Constructed a model that leverages supervised learning techniques. Developed a model that will predict the likelihood that a given employed citizens of CA as a potential donor of a fictitious charity organization, Charity ML, located in the heart of Silicon Valley that was established to provide financial support for people eager to learn machine learning.
After nearly 32,000 letters sent to people in the community, CharityML determined that every donation they received came from someone that was making more than $50,000 annually. To expand their potential donor base, CharityML has decided to send letters to residents of California, but to only those most likely to donate to the charity. With nearly 15 million working Californians, CharityML has brought you on board to help build an algorithm to best identify potential donors and reduce overhead cost of sending mail. Your goal will be evaluate and optimize several different supervised learners to determine which algorithm will provide the highest donation yield while also reducing the total number of letters being sent.
We first investigate the factors that affect the possibility of charity donations being made. Next, we use a training and predicting pipeline to evaluate the accuracy and efficiency of three supervised machine learning algorithms (SVM, Random Forests, Gaussian Naive Base). Then, we tuned the parameters of the algorithm which provides us the maximum donation rate and mnimum cost. Finally, we also surveyed the effect of features extraction in data.
This project requires Python 3.x and the following Python libraries installed:
You will also need to have software installed to run and execute an iPython Notebook
We recommend students install Anaconda, a pre-packaged Python distribution that contains all of the necessary libraries and software for this project.
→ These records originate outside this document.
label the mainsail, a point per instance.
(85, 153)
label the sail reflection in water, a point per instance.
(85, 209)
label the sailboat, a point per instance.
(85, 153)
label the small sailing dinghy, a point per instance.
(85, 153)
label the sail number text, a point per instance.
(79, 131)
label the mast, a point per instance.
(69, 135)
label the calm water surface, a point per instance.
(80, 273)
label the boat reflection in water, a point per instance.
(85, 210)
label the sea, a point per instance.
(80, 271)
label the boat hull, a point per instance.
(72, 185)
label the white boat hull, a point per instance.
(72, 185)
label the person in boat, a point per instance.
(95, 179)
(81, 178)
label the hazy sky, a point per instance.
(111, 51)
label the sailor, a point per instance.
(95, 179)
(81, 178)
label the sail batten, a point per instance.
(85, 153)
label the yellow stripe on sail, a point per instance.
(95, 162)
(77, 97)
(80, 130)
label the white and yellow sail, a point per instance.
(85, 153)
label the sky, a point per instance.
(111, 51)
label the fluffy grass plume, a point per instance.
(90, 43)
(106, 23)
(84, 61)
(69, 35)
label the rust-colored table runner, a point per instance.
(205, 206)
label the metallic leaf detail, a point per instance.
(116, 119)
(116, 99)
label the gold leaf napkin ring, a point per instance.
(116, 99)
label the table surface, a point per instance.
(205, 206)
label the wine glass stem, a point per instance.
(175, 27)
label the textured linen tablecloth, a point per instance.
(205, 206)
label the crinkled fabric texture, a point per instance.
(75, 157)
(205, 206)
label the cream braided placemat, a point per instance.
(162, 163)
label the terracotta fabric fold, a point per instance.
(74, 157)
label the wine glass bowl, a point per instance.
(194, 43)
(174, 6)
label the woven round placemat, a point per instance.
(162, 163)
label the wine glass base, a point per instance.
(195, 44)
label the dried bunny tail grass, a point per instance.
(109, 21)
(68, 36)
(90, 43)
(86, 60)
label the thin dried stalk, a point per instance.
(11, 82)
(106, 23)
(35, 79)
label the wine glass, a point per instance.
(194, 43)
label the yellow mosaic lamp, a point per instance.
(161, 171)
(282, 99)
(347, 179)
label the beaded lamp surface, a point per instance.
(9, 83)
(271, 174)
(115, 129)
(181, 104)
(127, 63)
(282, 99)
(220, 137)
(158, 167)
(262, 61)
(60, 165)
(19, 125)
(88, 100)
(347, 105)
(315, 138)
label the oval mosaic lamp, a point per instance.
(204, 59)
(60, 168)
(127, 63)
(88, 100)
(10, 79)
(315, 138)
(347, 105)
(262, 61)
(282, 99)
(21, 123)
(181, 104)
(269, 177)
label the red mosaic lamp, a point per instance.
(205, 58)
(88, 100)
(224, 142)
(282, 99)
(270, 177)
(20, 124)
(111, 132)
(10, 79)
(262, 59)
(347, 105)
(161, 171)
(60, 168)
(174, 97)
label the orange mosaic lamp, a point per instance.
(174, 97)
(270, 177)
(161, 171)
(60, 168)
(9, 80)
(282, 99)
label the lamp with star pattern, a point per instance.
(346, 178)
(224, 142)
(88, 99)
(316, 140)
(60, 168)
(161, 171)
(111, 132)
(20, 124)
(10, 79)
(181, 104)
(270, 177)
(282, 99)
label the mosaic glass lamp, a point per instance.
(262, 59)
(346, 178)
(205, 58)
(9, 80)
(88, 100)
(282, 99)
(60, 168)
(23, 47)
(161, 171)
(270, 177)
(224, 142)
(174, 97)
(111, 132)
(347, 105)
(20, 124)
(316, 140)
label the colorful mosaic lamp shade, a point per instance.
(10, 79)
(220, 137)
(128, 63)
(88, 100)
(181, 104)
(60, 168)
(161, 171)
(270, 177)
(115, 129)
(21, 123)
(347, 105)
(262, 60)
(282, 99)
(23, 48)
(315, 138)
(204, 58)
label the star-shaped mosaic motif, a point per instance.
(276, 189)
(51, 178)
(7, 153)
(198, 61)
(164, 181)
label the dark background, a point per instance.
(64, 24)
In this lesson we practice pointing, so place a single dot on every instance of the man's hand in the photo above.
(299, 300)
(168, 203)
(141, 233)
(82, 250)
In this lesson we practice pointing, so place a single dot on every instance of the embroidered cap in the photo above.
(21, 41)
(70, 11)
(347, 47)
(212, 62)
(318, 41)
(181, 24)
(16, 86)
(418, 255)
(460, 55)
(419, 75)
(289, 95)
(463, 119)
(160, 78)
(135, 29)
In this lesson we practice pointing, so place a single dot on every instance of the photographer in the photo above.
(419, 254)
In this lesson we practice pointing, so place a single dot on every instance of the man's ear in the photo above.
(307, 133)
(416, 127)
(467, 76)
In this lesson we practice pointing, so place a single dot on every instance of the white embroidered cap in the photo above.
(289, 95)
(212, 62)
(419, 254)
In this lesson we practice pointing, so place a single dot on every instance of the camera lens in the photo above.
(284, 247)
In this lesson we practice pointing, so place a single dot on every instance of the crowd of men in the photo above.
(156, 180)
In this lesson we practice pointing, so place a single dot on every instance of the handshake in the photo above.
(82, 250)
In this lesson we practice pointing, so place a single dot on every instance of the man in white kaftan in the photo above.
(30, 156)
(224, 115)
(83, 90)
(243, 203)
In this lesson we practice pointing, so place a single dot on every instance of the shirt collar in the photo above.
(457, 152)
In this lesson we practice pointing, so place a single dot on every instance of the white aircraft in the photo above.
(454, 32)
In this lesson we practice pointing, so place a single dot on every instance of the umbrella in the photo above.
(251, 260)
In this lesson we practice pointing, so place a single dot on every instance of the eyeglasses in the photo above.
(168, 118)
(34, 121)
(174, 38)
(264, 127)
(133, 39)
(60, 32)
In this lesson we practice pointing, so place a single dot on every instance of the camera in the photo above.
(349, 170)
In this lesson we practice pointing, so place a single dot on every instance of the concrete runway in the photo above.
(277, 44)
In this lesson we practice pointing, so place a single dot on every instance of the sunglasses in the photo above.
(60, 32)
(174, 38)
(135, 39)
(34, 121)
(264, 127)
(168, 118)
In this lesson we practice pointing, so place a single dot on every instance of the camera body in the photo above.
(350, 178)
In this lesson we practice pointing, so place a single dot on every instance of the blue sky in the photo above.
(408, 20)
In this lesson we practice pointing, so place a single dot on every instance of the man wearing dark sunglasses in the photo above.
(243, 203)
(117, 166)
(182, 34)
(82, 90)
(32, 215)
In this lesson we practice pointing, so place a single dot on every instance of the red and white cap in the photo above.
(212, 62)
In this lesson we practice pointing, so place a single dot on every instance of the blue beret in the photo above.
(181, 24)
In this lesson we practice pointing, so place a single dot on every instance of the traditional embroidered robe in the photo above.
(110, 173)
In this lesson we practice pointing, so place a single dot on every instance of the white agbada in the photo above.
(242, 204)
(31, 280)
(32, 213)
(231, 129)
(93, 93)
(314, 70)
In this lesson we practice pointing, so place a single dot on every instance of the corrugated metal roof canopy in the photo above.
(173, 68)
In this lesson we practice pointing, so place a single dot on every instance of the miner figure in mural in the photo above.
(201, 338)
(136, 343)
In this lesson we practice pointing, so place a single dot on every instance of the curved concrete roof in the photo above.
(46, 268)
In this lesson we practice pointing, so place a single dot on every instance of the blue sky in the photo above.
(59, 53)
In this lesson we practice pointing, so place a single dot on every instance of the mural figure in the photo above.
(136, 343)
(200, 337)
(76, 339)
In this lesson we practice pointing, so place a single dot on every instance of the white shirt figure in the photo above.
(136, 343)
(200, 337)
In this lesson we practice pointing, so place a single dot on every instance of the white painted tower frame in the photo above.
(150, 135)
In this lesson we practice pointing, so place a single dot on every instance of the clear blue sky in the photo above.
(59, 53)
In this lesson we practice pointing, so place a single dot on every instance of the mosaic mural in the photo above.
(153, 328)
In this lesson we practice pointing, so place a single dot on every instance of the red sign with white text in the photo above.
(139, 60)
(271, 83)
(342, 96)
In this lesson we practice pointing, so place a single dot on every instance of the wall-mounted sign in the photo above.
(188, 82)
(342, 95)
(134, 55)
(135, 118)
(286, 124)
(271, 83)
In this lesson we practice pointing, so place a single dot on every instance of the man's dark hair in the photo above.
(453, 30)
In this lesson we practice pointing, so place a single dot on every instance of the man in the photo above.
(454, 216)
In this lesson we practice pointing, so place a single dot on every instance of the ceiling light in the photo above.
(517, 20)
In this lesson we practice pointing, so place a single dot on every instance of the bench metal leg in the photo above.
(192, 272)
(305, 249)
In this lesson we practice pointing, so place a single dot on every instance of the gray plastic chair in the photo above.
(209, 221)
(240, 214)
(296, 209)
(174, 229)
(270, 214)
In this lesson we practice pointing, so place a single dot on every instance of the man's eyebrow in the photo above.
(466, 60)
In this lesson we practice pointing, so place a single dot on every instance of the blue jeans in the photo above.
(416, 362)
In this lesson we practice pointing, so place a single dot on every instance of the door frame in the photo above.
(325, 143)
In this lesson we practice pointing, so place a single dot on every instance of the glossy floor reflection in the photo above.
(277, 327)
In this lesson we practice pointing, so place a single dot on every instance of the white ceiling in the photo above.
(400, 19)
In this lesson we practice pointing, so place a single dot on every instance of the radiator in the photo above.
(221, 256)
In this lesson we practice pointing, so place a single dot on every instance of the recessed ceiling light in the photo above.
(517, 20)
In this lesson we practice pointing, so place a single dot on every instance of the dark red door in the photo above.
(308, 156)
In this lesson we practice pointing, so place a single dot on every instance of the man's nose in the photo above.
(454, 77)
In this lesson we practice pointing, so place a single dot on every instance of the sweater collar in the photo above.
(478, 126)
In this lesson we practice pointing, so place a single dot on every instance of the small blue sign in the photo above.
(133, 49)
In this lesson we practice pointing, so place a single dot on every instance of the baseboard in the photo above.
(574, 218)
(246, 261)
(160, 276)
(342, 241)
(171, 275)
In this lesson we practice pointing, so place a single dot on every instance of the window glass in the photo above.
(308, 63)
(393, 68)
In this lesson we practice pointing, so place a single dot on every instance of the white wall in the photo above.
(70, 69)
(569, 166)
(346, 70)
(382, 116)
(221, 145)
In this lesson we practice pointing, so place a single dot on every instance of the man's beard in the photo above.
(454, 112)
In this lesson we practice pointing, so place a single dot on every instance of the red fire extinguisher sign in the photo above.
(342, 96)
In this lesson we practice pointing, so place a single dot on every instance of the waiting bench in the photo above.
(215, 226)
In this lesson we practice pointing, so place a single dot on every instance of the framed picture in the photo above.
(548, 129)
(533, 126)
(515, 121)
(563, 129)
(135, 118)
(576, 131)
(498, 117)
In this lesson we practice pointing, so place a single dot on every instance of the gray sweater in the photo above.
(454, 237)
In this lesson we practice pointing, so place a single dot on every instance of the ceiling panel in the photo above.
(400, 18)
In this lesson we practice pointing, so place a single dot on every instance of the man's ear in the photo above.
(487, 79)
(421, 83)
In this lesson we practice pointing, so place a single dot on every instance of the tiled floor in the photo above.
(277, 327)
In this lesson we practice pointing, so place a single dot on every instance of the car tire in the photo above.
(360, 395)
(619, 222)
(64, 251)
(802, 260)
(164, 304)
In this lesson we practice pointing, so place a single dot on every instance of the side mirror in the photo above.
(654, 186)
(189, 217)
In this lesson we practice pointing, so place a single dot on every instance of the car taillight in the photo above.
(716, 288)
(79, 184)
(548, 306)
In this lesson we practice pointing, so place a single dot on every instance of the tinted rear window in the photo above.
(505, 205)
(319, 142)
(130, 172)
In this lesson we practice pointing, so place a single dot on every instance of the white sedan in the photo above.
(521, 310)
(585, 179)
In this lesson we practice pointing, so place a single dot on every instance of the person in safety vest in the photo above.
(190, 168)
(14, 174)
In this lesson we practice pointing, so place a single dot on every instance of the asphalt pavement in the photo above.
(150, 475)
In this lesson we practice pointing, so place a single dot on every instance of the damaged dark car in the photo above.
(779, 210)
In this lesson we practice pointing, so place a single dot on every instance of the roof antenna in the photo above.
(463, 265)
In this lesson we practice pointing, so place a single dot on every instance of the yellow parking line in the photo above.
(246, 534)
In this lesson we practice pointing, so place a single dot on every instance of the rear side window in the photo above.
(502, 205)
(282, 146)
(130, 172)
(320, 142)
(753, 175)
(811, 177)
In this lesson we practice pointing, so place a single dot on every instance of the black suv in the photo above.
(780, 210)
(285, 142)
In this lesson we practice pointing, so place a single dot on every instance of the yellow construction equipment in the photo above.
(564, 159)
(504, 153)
Template code is provided in the finding_donors.ipynb
notebook file. You will also be required to use the included visuals.py
Python file and the census.csv
dataset file to complete your work. While some code has already been implemented to get you started, you will need to implement additional functionality when requested to successfully complete the project. Note that the code included in visuals.py
is meant to be used out-of-the-box and not intended for students to manipulate. If you are interested in how the visualizations are created in the notebook, please feel free to explore this Python file.